Writing up the classes following the example was easy. But the experience of registering the type hurt, as you can guess from the above. I would have liked having my test extension be allowed as part of my test assembly, instead of registered. The article mentions that this is necessary because the test type is being loaded by Visual Studio itself, but that seems rather unnecessary considering that my extension doesn’t provide any custom Client-Side functionality. Perhaps in a future version there could be a ‘light’ run-time-only extension which VS doesn’t need to load?

Also unfortunately – in practice seems it is nearly impossible to catch StackOverflowException no matter what you do, but that one probably deserves its own blog entry or further research…

Comments (4)

  1. It seems there is a way to avoid the registration issue…

    All I wanted to do was add some logging after finishing a UI test. So what I did, was:

    – Create my own TestClassExtension

    – Instanciate a CodedUITestAttribute, and forward its ExtensionId

    – Create my own TestExtensionExecution, and forward Initialize and Dispose to the CodedUITestAttribute

    – Implement the ITestMethodInvoker, call Invoke on the Invoker of the CodedUITestAttribute, and before returning the result, I write my own log messages

    So, basically, all I did was write a little wrapper for an existing TestClass attribute. My guess is: as long as the ID is recognized as something familiar, and the new attribute behaves at least similar as the element it wraps, it should work fine.

  2. eran says:

    goppeltm, can you please past the extension code that works without the need to register the extension?


  3. TrailRunner-MF says:

    Dear tilovell09

    Almost 5 years have passed since you first published my bible "Extending the Visual Studio Unit Test Type, part 1" which I've found recently.

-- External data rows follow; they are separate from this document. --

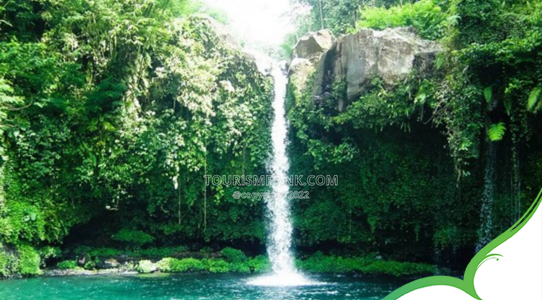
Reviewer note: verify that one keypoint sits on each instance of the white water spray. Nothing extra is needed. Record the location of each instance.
(280, 226)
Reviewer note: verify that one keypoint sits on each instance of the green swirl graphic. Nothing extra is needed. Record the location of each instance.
(467, 284)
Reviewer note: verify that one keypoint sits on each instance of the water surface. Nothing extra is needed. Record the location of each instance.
(189, 287)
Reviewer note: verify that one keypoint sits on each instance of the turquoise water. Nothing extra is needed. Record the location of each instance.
(189, 287)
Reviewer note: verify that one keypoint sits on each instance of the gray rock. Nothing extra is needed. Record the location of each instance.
(356, 59)
(312, 45)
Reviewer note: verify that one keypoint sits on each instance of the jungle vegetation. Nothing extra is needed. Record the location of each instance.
(112, 111)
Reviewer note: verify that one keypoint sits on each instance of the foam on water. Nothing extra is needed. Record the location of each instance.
(280, 222)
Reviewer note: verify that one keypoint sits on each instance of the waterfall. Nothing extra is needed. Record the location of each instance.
(486, 214)
(280, 221)
(280, 227)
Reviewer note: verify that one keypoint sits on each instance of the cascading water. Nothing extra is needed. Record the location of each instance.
(280, 222)
(486, 214)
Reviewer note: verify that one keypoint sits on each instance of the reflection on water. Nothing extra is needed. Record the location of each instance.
(189, 287)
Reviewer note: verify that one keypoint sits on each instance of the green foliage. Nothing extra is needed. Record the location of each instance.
(145, 267)
(216, 265)
(319, 263)
(173, 265)
(233, 255)
(496, 132)
(133, 237)
(534, 97)
(67, 265)
(425, 15)
(110, 115)
(29, 261)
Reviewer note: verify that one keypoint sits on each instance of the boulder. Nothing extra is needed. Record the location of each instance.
(390, 54)
(312, 45)
(306, 54)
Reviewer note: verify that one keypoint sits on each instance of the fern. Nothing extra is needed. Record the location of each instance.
(496, 131)
(488, 94)
(533, 99)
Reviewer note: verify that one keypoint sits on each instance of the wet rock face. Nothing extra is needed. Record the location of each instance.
(307, 53)
(356, 59)
(313, 45)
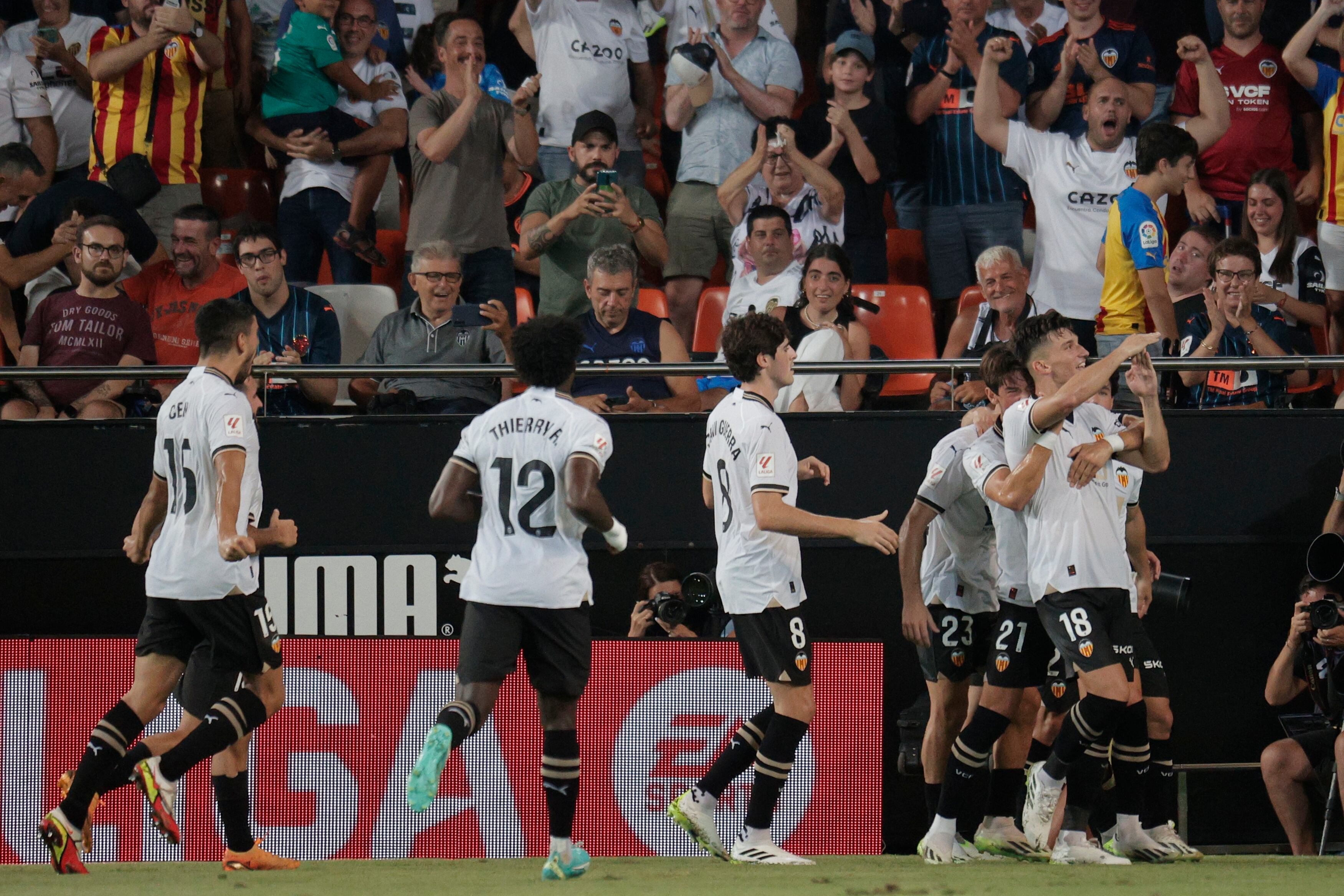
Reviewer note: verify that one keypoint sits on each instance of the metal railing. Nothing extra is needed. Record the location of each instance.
(690, 368)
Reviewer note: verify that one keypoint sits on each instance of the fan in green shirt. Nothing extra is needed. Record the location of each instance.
(301, 96)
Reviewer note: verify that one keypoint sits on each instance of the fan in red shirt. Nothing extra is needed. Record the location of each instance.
(1264, 100)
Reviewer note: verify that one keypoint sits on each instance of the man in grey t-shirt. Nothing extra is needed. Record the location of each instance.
(424, 332)
(459, 137)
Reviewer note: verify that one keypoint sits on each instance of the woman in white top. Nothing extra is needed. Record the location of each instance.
(823, 328)
(1292, 274)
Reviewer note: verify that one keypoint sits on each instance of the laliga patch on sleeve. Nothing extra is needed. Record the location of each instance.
(1148, 237)
(765, 465)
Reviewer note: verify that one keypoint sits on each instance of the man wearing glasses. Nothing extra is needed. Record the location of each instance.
(93, 324)
(293, 325)
(1233, 325)
(315, 201)
(428, 332)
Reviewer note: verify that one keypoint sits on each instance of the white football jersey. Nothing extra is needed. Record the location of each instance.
(746, 450)
(205, 416)
(1076, 539)
(959, 568)
(529, 545)
(1129, 482)
(984, 457)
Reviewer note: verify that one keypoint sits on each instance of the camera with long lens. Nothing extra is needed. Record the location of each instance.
(698, 590)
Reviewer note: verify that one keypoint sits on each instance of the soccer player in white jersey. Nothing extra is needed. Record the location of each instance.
(527, 472)
(1161, 781)
(1073, 180)
(752, 483)
(1019, 647)
(1078, 573)
(948, 573)
(197, 527)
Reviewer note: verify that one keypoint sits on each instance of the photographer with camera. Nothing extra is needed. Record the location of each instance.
(1309, 662)
(659, 602)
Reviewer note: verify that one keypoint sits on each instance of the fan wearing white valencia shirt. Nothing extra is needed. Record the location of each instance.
(1021, 648)
(1073, 180)
(199, 519)
(1078, 573)
(527, 472)
(751, 480)
(811, 194)
(592, 56)
(64, 73)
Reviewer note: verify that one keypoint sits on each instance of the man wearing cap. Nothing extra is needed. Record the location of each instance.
(853, 136)
(717, 104)
(566, 219)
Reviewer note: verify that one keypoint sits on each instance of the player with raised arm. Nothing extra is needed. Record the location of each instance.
(1019, 648)
(751, 480)
(199, 518)
(527, 472)
(1078, 573)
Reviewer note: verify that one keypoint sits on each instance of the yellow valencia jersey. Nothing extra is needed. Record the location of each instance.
(1136, 239)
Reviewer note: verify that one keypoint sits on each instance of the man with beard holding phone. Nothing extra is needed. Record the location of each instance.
(565, 221)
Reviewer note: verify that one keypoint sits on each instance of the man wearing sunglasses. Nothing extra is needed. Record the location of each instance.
(293, 325)
(429, 332)
(1233, 325)
(93, 324)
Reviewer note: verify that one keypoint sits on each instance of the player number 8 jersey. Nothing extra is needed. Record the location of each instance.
(748, 450)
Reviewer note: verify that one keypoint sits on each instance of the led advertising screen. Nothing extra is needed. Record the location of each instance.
(328, 770)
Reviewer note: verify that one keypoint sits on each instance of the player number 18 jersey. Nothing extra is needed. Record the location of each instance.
(748, 450)
(529, 545)
(205, 416)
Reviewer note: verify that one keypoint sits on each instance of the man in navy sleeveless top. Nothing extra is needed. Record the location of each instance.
(616, 332)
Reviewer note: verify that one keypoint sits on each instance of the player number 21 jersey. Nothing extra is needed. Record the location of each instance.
(748, 450)
(529, 545)
(205, 416)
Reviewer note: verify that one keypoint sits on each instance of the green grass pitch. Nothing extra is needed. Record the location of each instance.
(832, 876)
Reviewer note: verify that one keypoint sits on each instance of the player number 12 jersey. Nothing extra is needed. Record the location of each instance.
(529, 545)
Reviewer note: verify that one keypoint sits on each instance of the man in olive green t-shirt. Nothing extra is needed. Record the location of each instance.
(566, 219)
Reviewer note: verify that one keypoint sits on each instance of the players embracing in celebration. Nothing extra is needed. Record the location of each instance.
(1080, 577)
(751, 480)
(527, 472)
(197, 527)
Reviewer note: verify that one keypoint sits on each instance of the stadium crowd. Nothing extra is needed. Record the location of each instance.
(912, 183)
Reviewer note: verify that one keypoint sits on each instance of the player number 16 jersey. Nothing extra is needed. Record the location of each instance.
(529, 545)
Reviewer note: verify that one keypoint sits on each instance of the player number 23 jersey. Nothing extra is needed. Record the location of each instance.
(205, 416)
(529, 545)
(748, 450)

    I'm trying to make my own unit test extension in accordance with your guideline, but it does not work fine.

    My developing environment is Visual Studio Professional 2013 on Windows 8.1.

    So far, my VS seems to notice my test class attribute extension, as VS steps into the class to find ExtensionID property, but the test fails with the message "Failed to initialize the unit test extension 'urn:xxxxxxxxxxxx: A unit test extension is not registered for the following attribute: xxxxxxxxxxx"

    I checked registry hierarchy for a several times and found no errors in it. (Node structure is slightly different, as my environment is VS 2013 and OS is 64bit architecture. So the first half is as follows.


    This theme seems have been issued not so many times since VS 2013 is release.

    I would be very much appreciated if you tell us if this guideline still effective in VS 2013 Professional, and also a next VS release 2015.


  4. tilovell09 says:

    Sorry TrailRunner-MF, but this was written back in days of VS 2010 (or earlier?) and I haven't touched the space in years. When it comes to VS 2013 I have no idea if any of this still applies. I do have another idea though. There do seem to be a lot of extensions on the visual studio gallery these days, and maybe some of these are open source in ways which will help you figure this out. Good luck!